Anionic and cationic surfactant mixtures exhibit desirable synergism, but are limited by their tendency to form precipitates. This research evaluates the adsorption, adsolubilization and desorption of mixtures of carboxylate‐based anionic extended surfactants and a pyridinium‐based cationic surfactant. The mixture of cetylpyridinium chloride (CPC), selected as the cationic surfactant, with four anionic extended surfactants were studied. The anionic surfactants studied were alkyl propoxylated ethoxylated carboxylate with average number of carbon chain length of 16 and 17 or 16 and 18 with 4 mol of propylene oxide groups and either 2 or 5 mol of ethylene oxide groups. The adsorption of anionic extended and cationic surfactant mixtures onto a negatively charged metal oxide surface (silica dioxide) was evaluated. The adsolubilization of phenylethanol, styrene and ethylcyclohexane were evaluated for these mixed surfactant systems. The desorption potential of individual and mixed surfactant systems was also evaluated by varying the number of washing (desorption) steps.
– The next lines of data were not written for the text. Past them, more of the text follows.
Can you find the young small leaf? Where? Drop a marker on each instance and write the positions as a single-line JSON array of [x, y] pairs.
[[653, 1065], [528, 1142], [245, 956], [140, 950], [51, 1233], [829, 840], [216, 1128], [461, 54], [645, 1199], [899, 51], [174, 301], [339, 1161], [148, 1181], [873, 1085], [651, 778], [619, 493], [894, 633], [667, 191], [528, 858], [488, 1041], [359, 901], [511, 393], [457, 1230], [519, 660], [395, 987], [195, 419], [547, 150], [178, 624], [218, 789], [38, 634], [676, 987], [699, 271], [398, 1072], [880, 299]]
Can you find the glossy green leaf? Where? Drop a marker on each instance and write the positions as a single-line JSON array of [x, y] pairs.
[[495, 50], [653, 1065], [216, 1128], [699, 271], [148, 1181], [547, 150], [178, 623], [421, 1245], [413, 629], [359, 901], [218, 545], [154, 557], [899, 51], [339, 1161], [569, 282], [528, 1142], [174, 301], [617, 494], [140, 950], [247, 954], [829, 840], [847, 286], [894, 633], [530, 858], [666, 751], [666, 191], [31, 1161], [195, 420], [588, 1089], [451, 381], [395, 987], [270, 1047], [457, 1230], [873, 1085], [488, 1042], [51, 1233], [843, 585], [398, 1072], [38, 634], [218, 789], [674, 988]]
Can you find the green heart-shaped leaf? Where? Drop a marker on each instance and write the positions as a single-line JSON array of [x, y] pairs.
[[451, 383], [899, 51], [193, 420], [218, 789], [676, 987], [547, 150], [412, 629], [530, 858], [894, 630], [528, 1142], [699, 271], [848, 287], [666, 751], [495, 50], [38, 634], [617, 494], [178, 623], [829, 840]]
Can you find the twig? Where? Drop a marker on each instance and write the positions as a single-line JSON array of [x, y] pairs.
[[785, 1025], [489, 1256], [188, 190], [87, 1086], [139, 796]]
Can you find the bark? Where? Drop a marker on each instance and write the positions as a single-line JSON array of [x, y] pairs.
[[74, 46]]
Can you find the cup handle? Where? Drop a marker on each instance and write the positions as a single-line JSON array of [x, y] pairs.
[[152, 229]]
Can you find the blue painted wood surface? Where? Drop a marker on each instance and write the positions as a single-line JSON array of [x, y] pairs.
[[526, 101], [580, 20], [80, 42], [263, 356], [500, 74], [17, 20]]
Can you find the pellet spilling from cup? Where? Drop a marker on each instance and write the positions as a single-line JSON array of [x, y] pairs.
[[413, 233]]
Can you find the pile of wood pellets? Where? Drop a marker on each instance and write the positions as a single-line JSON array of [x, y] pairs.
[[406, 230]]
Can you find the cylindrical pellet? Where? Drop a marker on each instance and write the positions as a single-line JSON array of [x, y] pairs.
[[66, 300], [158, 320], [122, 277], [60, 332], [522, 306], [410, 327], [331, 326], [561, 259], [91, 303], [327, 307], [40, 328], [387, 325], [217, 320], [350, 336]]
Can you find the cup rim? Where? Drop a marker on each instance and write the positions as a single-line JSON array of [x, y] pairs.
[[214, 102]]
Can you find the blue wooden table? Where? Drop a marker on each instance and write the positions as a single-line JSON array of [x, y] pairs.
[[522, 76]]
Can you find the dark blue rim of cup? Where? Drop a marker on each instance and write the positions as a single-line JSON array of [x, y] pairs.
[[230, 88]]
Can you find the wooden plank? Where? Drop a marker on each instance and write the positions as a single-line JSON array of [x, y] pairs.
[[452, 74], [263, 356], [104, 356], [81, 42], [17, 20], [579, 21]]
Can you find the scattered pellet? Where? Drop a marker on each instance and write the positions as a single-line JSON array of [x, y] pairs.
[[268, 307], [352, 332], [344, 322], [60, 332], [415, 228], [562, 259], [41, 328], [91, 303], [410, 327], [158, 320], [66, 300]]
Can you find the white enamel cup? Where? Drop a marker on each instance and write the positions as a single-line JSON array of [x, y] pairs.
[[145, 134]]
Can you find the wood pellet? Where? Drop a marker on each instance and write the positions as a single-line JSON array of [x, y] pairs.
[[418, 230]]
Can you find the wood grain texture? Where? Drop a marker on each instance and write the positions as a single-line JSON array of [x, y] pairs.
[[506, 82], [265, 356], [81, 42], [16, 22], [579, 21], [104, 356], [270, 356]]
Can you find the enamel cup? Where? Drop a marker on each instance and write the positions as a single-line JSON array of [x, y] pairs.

It was found that the plateau adsorption of mixed anionic extended surfactant and cationic surfactant occurred at lower surfactant concentration than that of the CPC alone, although the maximum adsorption capacity of CPC was not enhanced in our mixed surfactant systems. Adsolubilization capacities of these mixed surfactant systems are higher than that of the individual surfactant system. For desorption studies, these mixed surfactant systems showed lower stability than the individual surfactant system.